Alla fine di una serata così, la ricerca di una spiegazione e di una ragione di fronte alle mille sfaccettature dell’accaduto appare quantomeno doverosa. Un po’ perchè si finisce per non crederci, un po’ perchè la partita racconta qualcosa che nel punteggio finale non si ritrova: un po’ perchè il Milan, dopo averla cercata, voluta ed ottenuta dentro e fuori dal campo, ha abbandonato l’Europa. Nel modo forse più incredibile e nella terra in cui, a mezz’ora di distanza dal “Georgios Karaiskakis”, è riuscito a scrivere due dei più bei capitoli della propria storia di successi.

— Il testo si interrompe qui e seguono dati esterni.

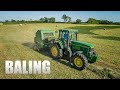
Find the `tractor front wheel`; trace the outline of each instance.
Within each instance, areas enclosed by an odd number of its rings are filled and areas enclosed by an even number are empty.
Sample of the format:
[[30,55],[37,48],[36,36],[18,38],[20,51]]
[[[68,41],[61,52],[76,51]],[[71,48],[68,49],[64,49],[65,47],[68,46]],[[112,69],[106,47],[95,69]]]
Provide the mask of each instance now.
[[63,56],[62,49],[60,49],[57,44],[52,44],[50,46],[50,54],[54,59],[60,59]]
[[83,54],[75,54],[72,63],[76,69],[83,70],[87,67],[87,58]]

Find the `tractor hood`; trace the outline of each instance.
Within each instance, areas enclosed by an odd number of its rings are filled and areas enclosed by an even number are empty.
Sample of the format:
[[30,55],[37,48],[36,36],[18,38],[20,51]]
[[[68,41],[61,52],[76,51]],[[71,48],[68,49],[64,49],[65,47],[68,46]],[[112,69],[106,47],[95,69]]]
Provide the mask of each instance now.
[[87,48],[94,48],[92,44],[81,42],[81,41],[72,41],[72,44],[77,45],[77,46],[87,47]]

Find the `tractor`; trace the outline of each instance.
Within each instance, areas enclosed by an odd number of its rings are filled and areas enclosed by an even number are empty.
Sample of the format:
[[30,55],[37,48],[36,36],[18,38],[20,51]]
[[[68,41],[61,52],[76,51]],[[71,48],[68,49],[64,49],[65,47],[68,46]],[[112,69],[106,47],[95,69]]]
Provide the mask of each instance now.
[[[43,32],[48,31],[44,30]],[[53,35],[51,34],[48,37],[45,35],[47,38],[42,41],[39,39],[41,38],[40,34],[38,34],[39,38],[35,37],[35,43],[39,48],[40,43],[42,43],[42,46],[49,50],[51,57],[55,60],[66,57],[71,65],[78,70],[85,69],[88,66],[88,62],[94,63],[98,60],[98,55],[92,44],[78,41],[78,30],[61,29],[59,30],[58,38],[55,38],[54,31],[51,31],[51,33]],[[38,42],[36,38],[38,38]],[[45,41],[46,43],[44,43]]]

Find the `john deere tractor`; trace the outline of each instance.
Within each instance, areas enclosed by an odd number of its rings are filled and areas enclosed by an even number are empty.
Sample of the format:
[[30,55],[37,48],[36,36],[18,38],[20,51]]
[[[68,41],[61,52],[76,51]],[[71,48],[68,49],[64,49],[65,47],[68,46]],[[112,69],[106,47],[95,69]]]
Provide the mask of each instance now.
[[94,63],[98,60],[92,44],[78,41],[78,30],[59,30],[58,38],[50,39],[46,45],[52,58],[59,60],[67,57],[67,60],[78,70],[85,69],[88,62]]

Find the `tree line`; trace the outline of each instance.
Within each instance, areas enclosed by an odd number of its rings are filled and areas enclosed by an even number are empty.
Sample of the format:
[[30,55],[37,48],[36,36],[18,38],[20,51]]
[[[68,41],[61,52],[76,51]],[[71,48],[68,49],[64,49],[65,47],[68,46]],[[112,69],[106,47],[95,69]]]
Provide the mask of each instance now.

Oggi, però, la realtà parla di qualcosa di diverso. Racconta di una gara contro l’Olympiacos divenuta teatro (greco) dell’assurdo, in una città dove l’arte ellenica e l’ideologia drammaturgica del secondo dopoguerra finiscono per unirsi, indissolubilmente, almeno per 90’: di una fragilità, tra campo e panchina, che va a ricalcare le orme di quell’insensatezza esistenziale post…”Finale di partita”. Non (solo) un’opera di Samuel Beckett, tra i massimi esponenti della condizione esistenziale precaria, ma anche triplice fischio su un’avventura che, doverosamente, avrebbe dovuto proseguire più a lungo. Interrotta, invece, tra un controsenso e l’altro.

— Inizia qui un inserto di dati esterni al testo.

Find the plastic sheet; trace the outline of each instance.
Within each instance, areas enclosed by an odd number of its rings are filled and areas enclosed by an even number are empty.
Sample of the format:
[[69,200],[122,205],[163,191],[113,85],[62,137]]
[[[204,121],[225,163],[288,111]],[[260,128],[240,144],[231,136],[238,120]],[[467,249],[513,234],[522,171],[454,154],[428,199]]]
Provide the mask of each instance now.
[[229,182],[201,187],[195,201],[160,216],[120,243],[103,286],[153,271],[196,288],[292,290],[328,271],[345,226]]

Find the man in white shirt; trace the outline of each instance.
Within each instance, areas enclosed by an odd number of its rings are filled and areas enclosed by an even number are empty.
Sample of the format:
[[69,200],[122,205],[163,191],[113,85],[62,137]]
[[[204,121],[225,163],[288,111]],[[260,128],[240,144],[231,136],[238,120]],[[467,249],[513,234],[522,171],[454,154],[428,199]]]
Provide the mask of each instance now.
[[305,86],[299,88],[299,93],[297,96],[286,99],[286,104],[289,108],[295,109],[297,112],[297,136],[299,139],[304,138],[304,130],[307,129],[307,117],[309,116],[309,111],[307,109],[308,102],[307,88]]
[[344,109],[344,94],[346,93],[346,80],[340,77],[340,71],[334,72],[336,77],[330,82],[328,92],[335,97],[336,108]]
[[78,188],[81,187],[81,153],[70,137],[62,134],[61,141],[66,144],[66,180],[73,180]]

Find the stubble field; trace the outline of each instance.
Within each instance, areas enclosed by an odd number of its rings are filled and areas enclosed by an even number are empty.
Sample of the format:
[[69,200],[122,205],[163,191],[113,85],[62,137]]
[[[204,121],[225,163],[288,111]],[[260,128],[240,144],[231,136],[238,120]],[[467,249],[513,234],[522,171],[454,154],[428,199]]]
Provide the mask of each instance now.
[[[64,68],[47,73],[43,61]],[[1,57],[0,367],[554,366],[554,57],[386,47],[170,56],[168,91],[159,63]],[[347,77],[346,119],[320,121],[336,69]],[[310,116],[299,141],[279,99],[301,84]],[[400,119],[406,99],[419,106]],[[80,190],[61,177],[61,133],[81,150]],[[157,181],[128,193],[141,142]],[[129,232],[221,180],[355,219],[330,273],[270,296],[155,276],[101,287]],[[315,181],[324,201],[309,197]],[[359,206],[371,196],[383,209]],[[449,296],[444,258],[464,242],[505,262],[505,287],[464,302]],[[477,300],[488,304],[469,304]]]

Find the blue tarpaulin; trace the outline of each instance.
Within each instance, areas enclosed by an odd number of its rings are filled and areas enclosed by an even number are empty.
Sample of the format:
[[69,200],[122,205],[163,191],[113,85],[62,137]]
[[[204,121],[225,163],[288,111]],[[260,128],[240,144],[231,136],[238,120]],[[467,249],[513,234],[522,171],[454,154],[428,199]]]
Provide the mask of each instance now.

Zero alibi: la perenne condizione imposta da Rino Gattuso al termine di ogni gara stagionale del suo Milan, mai tanto colpito da una tendenza all’harakiri come in questa stagione, come primo esponente pronto a metterci la faccia e scusarsi dopo una “figuraccia”. Lucidissimo e da chapeau nel post gara, meno nei 90’ del Pireo: un cambio difensivo a snaturare modulo e ambizioni, con Laxalt per Cutrone (e non Calhanoglu), un errore arbitrale a punirne la scelta. Paradosso che si abbina a quello del risultato da ottenere e difendere: vittoria, pareggio o anche sconfitta a disposizione, a meno di un K.O. da 2 gol di scarto tra 2-0 e 3-1. Il tabellino finale, specchio di una serata folle, racconta esattamente ciò che il mondo rossonero non avrebbe voluto vedere.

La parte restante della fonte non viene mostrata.